LLM Configuration
Configure AI providers for decision synthesis in self-hosted Align.
Overview
Align uses LLMs for:
- Decision synthesis - Extracting structured decisions from conversations
- Context understanding - Understanding the surrounding discussion
- Embeddings - Semantic search across decisions
Provider Options
| Provider | Pros | Cons |
|---|---|---|
| OpenAI | Best quality, easy setup | Data leaves your infra |
| Anthropic | High quality, safety focus | Data leaves your infra |
| Self-Hosted | Full data sovereignty | More setup, hardware needed |
Option 1: OpenAI
Setup
-
Get an API key from platform.openai.com
-
Create the secret:
kubectl create secret generic align-llm \
--namespace align \
--from-literal=openai-api-key="sk-..."
- Configure in Helm values:
secrets:
llm:
openaiApiKey: "" # Pulled from secret
Models Used
- GPT-4 - Decision synthesis
- text-embedding-3-small - Embeddings (or local)
Option 2: Anthropic
Setup
-
Get an API key from console.anthropic.com
-
Create the secret:
kubectl create secret generic align-llm \
--namespace align \
--from-literal=anthropic-api-key="sk-ant-..."

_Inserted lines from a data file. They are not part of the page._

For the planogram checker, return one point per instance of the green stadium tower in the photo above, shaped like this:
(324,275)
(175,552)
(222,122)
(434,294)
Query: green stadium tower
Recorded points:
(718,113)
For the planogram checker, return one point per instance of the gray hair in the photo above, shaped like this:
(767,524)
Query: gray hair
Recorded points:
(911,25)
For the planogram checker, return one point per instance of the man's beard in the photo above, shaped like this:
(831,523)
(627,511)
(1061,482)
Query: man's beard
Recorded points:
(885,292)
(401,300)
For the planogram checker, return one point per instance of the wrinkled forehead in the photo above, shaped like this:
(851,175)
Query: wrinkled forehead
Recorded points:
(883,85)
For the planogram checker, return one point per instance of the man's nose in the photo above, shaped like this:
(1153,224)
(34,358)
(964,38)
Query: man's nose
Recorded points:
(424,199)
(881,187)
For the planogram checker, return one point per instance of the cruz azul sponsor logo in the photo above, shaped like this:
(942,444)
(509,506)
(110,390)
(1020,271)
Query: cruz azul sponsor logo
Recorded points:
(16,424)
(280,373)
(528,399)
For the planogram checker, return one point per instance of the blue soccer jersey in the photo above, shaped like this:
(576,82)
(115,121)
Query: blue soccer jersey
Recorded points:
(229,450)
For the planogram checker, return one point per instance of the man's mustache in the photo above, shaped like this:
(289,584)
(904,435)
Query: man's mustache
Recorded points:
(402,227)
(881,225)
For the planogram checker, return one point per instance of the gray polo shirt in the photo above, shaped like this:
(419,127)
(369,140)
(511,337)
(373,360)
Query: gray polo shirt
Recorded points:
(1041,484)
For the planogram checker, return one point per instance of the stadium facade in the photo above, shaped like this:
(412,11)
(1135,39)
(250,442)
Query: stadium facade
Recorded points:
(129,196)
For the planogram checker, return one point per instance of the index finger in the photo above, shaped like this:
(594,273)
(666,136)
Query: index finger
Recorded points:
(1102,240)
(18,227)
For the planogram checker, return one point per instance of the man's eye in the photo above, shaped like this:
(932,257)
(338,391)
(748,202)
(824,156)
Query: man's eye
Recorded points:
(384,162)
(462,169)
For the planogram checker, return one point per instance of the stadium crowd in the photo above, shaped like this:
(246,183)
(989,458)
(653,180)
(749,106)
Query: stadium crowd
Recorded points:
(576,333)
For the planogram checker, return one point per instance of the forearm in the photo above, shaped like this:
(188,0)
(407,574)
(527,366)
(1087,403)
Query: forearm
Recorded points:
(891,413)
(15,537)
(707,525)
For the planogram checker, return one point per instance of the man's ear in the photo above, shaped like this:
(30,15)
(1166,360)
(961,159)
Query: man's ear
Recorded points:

- Configure in Helm values:
secrets:
llm:
anthropicApiKey: "" # Pulled from secret
Models Used
- Claude 3 - Decision synthesis
Option 3: Self-Hosted Models
For complete data sovereignty, use your own LLM server.
Supported Servers
Any server implementing the OpenAI API format:
| Server | Use Case | Setup |
|---|---|---|
| Ollama | Easy local deployment | ollama serve |
| vLLM | Production GPU inference | Docker/K8s |
| LocalAI | CPU-friendly | Docker |
| LM Studio | Desktop GUI | App |
Quick Start with Ollama
- Deploy Ollama in your cluster:
apiVersion: apps/v1
kind: Deployment
metadata:
name: ollama
namespace: align
spec:
replicas: 1
selector:
matchLabels:
app: ollama
template:
metadata:
labels:
app: ollama
spec:
containers:
- name: ollama
image: ollama/ollama:latest
ports:
- containerPort: 11434
resources:
limits:
nvidia.com/gpu: 1 # Optional: GPU
volumeMounts:
- name: models
mountPath: /root/.ollama
volumes:
- name: models
persistentVolumeClaim:
claimName: ollama-models
---
apiVersion: v1
kind: Service
metadata:
name: ollama
namespace: align
spec:
selector:
app: ollama
ports:
- port: 11434
- Pull a model:
kubectl exec -it deploy/ollama -n align -- ollama pull llama3:70b
- Configure Align:
# values.yaml
secrets:
llm:
custom:
baseUrl: "http://ollama.align.svc.cluster.local:11434/v1"
model: "llama3:70b"
apiKey: "" # Not needed for Ollama
useLocalEmbeddings: true
vLLM for Production
For high-throughput production use:
apiVersion: apps/v1
kind: Deployment
metadata:
name: vllm
namespace: align
spec:
replicas: 1
selector:
matchLabels:
app: vllm
template:
metadata:
labels:
app: vllm
spec:
containers:
- name: vllm
image: vllm/vllm-openai:latest
args:
- "--model"
- "meta-llama/Llama-3-70b-chat-hf"
- "--tensor-parallel-size"
- "4"
ports:
- containerPort: 8000
resources:
limits:
nvidia.com/gpu: 4
env:
- name: HUGGING_FACE_HUB_TOKEN
valueFrom:
secretKeyRef:
name: hf-token
key: token
Configure Align:
secrets:
llm:
custom:
baseUrl: "http://vllm.align.svc.cluster.local:8000/v1"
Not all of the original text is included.